Much like the mole of the title, Patrick Warner's poems accomplish great feats of imagination, exposure, empathy, and insight, disguised all the while as pleasingly modest creatures of accident and stealth. As with all the very best poets, Warner can take overlooked corners and negligible objects and turn them into prisms, portals, tuning forks, and flint rocks. A bracing, perpetually pleasing work from one of Canada's most celebrated poets.
In 2007, Patrick Warner won the E.J. Pratt Poetry Prize Award for his collection, There, There. His first collection of poetry, All Manner of Misunderstanding, was nominated for the 2002 Atlantic Poetry Prize and for the 2003 Newfoundland and Labrador Book Awards. His work has been published in TickleAce, The Fiddlehead, Matrix, Signal, the Sunday Telegram (St. John's), Poetry Ireland Review, and Metre (Ireland). He lives in St. John's, Newfoundland.

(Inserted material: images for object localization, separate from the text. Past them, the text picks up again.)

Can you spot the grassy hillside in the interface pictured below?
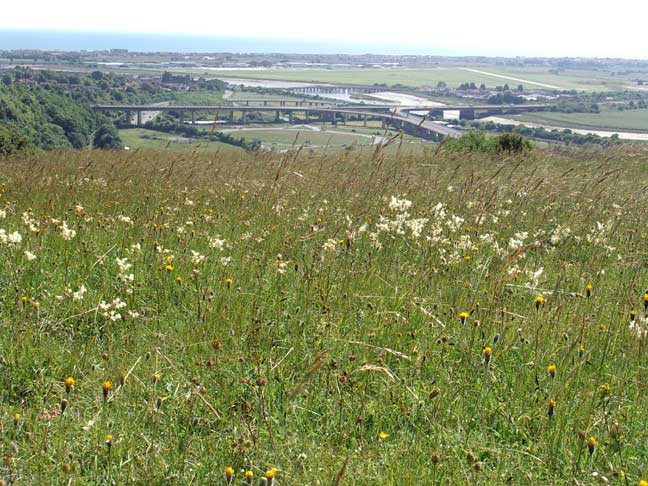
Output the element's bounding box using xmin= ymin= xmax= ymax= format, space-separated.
xmin=0 ymin=147 xmax=647 ymax=484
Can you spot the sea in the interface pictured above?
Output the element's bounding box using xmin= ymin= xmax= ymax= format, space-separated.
xmin=0 ymin=29 xmax=467 ymax=55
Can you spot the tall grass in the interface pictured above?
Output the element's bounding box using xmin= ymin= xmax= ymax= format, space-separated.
xmin=0 ymin=145 xmax=647 ymax=484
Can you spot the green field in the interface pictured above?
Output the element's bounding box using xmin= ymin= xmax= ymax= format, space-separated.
xmin=119 ymin=128 xmax=245 ymax=153
xmin=194 ymin=67 xmax=643 ymax=92
xmin=512 ymin=108 xmax=648 ymax=132
xmin=217 ymin=127 xmax=383 ymax=148
xmin=2 ymin=146 xmax=648 ymax=484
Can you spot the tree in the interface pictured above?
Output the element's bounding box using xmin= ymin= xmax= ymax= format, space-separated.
xmin=0 ymin=125 xmax=29 ymax=158
xmin=494 ymin=132 xmax=532 ymax=153
xmin=93 ymin=124 xmax=123 ymax=150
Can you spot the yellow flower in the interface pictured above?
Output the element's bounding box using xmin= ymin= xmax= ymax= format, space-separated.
xmin=14 ymin=412 xmax=20 ymax=424
xmin=165 ymin=264 xmax=174 ymax=272
xmin=65 ymin=376 xmax=75 ymax=393
xmin=175 ymin=276 xmax=183 ymax=284
xmin=265 ymin=468 xmax=278 ymax=479
xmin=535 ymin=295 xmax=545 ymax=309
xmin=547 ymin=399 xmax=556 ymax=417
xmin=225 ymin=466 xmax=234 ymax=478
xmin=587 ymin=436 xmax=597 ymax=454
xmin=379 ymin=431 xmax=389 ymax=440
xmin=105 ymin=434 xmax=113 ymax=449
xmin=245 ymin=470 xmax=254 ymax=479
xmin=639 ymin=480 xmax=648 ymax=486
xmin=20 ymin=295 xmax=28 ymax=302
xmin=459 ymin=311 xmax=470 ymax=322
xmin=547 ymin=364 xmax=557 ymax=378
xmin=585 ymin=283 xmax=593 ymax=297
xmin=225 ymin=277 xmax=233 ymax=288
xmin=482 ymin=346 xmax=492 ymax=365
xmin=152 ymin=373 xmax=161 ymax=383
xmin=102 ymin=380 xmax=111 ymax=400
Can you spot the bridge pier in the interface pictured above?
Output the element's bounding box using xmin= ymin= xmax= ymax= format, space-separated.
xmin=191 ymin=111 xmax=196 ymax=125
xmin=136 ymin=111 xmax=142 ymax=127
xmin=229 ymin=111 xmax=235 ymax=123
xmin=241 ymin=112 xmax=247 ymax=124
xmin=288 ymin=112 xmax=294 ymax=124
xmin=126 ymin=111 xmax=132 ymax=126
xmin=275 ymin=111 xmax=281 ymax=122
xmin=364 ymin=114 xmax=368 ymax=127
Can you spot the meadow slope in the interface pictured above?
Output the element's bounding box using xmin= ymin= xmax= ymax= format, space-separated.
xmin=0 ymin=145 xmax=647 ymax=484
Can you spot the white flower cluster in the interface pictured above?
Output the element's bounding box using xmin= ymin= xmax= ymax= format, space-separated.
xmin=99 ymin=298 xmax=128 ymax=322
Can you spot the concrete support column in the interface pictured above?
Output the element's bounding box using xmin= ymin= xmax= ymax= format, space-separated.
xmin=332 ymin=112 xmax=337 ymax=125
xmin=289 ymin=112 xmax=294 ymax=124
xmin=229 ymin=111 xmax=235 ymax=123
xmin=179 ymin=111 xmax=185 ymax=124
xmin=191 ymin=111 xmax=196 ymax=125
xmin=136 ymin=111 xmax=142 ymax=127
xmin=263 ymin=100 xmax=268 ymax=106
xmin=126 ymin=111 xmax=132 ymax=126
xmin=275 ymin=111 xmax=281 ymax=122
xmin=363 ymin=114 xmax=368 ymax=127
xmin=241 ymin=112 xmax=247 ymax=124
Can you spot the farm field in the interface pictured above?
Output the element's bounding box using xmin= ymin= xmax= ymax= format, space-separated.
xmin=119 ymin=128 xmax=246 ymax=153
xmin=511 ymin=108 xmax=648 ymax=132
xmin=1 ymin=146 xmax=648 ymax=484
xmin=197 ymin=67 xmax=643 ymax=92
xmin=216 ymin=127 xmax=383 ymax=148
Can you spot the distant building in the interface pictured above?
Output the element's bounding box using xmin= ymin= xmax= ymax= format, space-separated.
xmin=110 ymin=49 xmax=129 ymax=55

It's his sense of rhythm and rhyme, and often internal rhyme - a debt to his Irish predecessors rather than Canadian ones - that convey the pure and simple lyricism of his poems. And there's a downhome quality, as well, through which Warner observes the world with an urbane wit - a rare feat in Canadian poetry. Easily the strongest of these three books, Mole is entertaining and diverse when compared to the dryness of Langer and Solie.
Some poets have the ability to take the mundane or often uninteresting and through a rebranding in depth and metaphor present to the reader something fresh and attention-grabbing. Patrick Warner has just this talent and throughout his new collection, Mole, creates an assortment of vignettes that draw on everyday happenings.
There must be something about Eastern Canada that lights a fire in well-rounded poets like Patrick Warner...Like a beam from a lighthouse, wherever Warner fixes his poetic gaze, he exposes the jagged rocks in the seemingly placid shallows.
...the ordinary becomes extraordinary when seen through Warner's rose-coloured, resort-town lenses...Endearingly childlike and whiskered in wildness, these are the verses of a tough-meat world that when set to Warner's musical sensibility, emerge tender-nosed and curious.